Restaurant command standardisation

ARTenshi commented 4 years ago

We should clearly define what a complete task is and how a command should be given. This year, a Team asked the user if he wanted some drinks, after taking the order, the robot asked "Do you want something else?" and the answer was "No" [we should note that the robot has two hands and is able to bring two items at the same time]. Then, the robot brought the drink and searched for a new user's request. The same user raised his hand and asked now for some food, the robot completed the order and waited for a new user's request. At this point, the robot was given half of the points on each order because a complete order consists of bringing food and or drink to a user as "Orders have between one and three objects randomly chosen." In this particular case, the order consisted on food and drink but the user, when asked "Do you want something else?" answered "No", then, the user raised his hand a second time to have the order completed. It was argued that, due to cultural differences, when asked "Do you want something else?" the user was thinking on some more drinks, and he was expecting to be asked, "Do you want something to eat?". This might be possible and we should highlight/standardise this in the rulebook.
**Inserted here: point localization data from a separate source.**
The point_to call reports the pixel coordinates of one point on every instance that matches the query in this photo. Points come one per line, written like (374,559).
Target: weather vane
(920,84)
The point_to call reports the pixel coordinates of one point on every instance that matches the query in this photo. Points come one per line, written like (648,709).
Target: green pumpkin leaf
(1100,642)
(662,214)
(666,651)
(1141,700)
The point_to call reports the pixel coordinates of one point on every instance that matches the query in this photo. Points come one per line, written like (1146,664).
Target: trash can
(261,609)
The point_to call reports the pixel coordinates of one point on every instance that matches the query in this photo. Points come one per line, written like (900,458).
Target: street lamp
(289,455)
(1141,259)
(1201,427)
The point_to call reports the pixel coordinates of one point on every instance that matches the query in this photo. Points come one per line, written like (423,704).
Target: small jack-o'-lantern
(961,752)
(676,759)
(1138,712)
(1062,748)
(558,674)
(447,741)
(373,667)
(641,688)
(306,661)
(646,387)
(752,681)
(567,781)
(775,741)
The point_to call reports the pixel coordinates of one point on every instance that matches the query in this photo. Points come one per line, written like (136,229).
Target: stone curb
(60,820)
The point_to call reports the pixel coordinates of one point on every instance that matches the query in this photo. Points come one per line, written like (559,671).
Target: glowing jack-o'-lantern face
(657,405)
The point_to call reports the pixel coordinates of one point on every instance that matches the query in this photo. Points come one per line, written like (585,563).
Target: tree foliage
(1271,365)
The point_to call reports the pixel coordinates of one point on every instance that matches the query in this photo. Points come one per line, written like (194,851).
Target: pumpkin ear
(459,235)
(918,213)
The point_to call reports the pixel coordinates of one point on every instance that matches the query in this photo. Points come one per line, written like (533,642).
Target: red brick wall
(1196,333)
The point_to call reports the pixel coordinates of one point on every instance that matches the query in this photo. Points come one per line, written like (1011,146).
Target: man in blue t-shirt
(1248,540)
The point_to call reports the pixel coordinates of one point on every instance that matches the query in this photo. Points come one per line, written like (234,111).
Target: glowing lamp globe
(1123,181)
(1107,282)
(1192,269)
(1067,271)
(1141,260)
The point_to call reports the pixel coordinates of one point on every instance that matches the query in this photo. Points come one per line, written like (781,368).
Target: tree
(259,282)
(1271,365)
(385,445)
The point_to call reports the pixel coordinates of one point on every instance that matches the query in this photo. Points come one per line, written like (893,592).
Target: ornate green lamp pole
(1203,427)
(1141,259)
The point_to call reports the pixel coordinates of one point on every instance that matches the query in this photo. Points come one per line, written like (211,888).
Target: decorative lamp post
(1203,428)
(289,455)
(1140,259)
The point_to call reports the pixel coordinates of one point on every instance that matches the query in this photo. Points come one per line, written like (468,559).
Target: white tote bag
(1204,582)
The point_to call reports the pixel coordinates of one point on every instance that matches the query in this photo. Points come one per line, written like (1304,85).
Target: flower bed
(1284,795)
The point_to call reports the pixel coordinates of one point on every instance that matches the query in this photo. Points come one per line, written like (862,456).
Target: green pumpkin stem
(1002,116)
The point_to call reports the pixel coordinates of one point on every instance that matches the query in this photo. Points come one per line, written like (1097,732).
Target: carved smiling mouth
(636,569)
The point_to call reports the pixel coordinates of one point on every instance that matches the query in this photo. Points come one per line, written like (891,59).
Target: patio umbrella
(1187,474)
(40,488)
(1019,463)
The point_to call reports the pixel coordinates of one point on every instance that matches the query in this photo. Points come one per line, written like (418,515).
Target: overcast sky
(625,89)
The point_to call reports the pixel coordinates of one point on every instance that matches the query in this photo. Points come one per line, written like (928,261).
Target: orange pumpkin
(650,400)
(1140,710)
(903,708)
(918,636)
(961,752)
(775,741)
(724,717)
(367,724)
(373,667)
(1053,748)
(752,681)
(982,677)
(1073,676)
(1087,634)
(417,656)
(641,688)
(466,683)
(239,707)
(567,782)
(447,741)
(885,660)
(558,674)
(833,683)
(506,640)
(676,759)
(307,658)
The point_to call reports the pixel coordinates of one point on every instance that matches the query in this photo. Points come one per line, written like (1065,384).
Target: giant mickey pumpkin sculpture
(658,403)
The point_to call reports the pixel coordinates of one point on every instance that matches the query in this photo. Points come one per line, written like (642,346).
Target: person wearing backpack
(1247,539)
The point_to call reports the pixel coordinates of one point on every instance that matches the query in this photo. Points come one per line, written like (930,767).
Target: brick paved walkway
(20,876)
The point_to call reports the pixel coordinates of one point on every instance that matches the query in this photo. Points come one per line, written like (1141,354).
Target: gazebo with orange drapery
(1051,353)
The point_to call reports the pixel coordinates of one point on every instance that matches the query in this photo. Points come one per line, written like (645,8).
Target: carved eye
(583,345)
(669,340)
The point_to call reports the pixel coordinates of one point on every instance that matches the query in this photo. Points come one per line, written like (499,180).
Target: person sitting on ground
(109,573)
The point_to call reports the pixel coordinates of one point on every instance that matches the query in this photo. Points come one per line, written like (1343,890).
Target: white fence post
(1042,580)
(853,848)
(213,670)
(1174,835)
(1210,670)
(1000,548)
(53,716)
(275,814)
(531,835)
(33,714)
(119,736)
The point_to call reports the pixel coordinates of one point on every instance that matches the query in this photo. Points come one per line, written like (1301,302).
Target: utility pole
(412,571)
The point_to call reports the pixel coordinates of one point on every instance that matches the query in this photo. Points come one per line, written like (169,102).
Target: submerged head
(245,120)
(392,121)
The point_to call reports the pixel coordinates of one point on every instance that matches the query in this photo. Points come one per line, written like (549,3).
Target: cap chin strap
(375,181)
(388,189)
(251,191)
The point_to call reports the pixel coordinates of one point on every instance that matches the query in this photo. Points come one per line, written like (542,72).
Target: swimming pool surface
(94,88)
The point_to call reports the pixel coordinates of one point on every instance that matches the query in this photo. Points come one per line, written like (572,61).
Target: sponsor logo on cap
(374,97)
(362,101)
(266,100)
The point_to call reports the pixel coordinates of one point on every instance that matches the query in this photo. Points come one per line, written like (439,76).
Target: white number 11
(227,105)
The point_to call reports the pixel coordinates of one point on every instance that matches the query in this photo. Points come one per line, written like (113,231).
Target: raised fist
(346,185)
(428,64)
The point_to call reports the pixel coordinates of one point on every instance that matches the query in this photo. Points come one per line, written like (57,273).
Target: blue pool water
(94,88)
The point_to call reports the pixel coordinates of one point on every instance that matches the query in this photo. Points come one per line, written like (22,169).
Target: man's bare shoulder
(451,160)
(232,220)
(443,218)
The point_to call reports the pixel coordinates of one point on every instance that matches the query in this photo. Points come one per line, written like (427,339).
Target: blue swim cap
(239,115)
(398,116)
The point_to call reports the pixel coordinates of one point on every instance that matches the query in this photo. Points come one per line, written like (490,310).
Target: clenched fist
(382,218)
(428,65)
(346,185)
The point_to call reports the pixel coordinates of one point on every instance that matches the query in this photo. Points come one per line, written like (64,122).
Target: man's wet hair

However, the rulebook establishes that: "Robots can choose to take several orders and place them later on, place an order and pick the next one while the former is being served, or dispatch one order at a time." It doesn't mention that a user can decide that, so if the order was partially completed, we should regulate that the user doesn't raise his/her hand a second time to have his/her order completed and rather a second user should raise his/her hand. When orders are partially completed, the same user shouldn't raise his/her hand unless a new order is going to be placed and granted all points for that new order if completed. If not, false/wrong-object deliveries can be considered similar and a user that received a false/wrong-object delivery would be allowed to raise his/her hand until the user considers that his/her order has been completed correctly. We shouldn't forget that it is a competition and some basic regulations should be established for fair evaluation among teams.

YuqianJiang commented 4 years ago

I agree that in this particular example, the rules were ambiguous. Generally I think interactions in the Restaurant test are supposed to be open-ended, and we should not over-standardize what users/robots say.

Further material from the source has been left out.